Pyridinium-Based Strategy for a Bioorthogonal Conjugation-Assisted Purification Method for Profiling Cell Surface Proteome

Cell surface proteins (CSPs) are valuable targets for therapeutic agents, but achieving highly selective CSP enrichment in cellular physiology remains a technical challenge. To address this challenge, we propose a newly developed sulfo-pyridinium ester (SPE) cross-linking probe, followed by two-step imaging and enrichment. The SPE probe showed higher efficiency in labeling proteins than similar NHS esters at the level of cell lysates and demonstrated specificity for Lys in competitive experiments. More importantly, this probe could selectively label the cell membranes in cell imaging with only negligible labeling of the intracellular compartment. Moreover, we successfully performed this strategy on MCF-7 live cells to label 425 unique CSPs from 1162 labeled proteins. Finally, we employed our probe to label the CSPs of insulin-cultured MCF-7, revealing several cell surface targets of key functional biomarkers and insulin-associated pathogenesis. The above results demonstrate that the SPE method provides a promising tool for the selective labeling of cell surface proteins and monitoring transient cell surface events.
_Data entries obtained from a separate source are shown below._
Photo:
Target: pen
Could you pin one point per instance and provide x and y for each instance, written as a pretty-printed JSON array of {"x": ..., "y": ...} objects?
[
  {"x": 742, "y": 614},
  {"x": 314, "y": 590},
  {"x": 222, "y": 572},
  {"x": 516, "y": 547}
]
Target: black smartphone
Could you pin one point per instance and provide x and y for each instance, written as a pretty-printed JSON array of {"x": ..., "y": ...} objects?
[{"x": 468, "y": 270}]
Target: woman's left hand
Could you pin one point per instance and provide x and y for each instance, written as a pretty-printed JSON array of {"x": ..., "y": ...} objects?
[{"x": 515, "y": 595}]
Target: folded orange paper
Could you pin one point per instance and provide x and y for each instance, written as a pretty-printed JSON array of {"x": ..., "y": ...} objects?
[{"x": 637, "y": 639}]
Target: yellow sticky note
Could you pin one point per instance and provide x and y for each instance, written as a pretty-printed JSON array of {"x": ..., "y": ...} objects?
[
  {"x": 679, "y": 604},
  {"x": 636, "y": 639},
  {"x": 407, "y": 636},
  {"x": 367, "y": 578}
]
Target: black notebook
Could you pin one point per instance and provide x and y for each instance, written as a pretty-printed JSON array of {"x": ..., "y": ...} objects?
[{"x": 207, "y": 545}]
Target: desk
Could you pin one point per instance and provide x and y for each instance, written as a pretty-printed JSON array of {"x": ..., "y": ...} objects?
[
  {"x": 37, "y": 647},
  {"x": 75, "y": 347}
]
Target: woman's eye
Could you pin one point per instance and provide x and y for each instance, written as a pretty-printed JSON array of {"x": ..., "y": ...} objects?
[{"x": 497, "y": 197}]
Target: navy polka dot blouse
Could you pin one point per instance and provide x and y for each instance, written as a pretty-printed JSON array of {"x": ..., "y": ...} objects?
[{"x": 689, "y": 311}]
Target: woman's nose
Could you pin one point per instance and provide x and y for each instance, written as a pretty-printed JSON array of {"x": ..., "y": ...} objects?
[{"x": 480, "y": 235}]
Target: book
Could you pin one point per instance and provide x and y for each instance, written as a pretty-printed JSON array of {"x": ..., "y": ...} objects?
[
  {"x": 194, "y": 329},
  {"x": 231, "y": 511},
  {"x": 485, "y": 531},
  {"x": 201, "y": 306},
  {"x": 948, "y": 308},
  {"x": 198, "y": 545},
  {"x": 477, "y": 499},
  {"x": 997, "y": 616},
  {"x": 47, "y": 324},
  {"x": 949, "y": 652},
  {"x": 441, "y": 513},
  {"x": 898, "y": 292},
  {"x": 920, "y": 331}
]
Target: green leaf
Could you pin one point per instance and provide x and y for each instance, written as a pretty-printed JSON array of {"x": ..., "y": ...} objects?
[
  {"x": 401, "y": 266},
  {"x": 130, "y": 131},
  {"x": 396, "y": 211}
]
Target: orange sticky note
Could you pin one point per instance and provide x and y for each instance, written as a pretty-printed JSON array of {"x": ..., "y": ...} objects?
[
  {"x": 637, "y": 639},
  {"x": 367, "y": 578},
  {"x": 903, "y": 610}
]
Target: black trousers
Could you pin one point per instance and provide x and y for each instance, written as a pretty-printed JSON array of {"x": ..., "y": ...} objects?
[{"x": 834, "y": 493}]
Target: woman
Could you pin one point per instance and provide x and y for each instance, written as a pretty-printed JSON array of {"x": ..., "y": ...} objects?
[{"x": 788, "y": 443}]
细胞表面蛋白（CSPs）是治疗剂的宝贵靶点，然而在细胞生理学中实现高度选择性的CSP富集仍然是一项技术挑战。为应对这一挑战，我们提出了一种新开发的磺基吡啶酯（SPE）交联探针，随后进行两步成像和富集。SPE探针在细胞裂解物水平上标记蛋白质的效率高于类似的NHS酯，并在竞争实验中显示出对赖氨酸的特异性。更重要的是，该探针能够在细胞成像中仅对细胞膜进行选择性标记，而对细胞内区室几乎无标记。此外，我们成功将该策略应用于MCF-7活细胞，标记了来自1162个标记蛋白的425个独特的CSPs。最后，我们利用该探针标记了胰岛素培养的MCF-7细胞表面的CSPs，揭示了多个关键功能生物标志物和胰岛素相关发病机制的相关细胞表面靶点。上述结果表明，SPE方法为细胞表面蛋白的选择性标记和监测瞬态细胞表面事件提供了一种有前景的工具。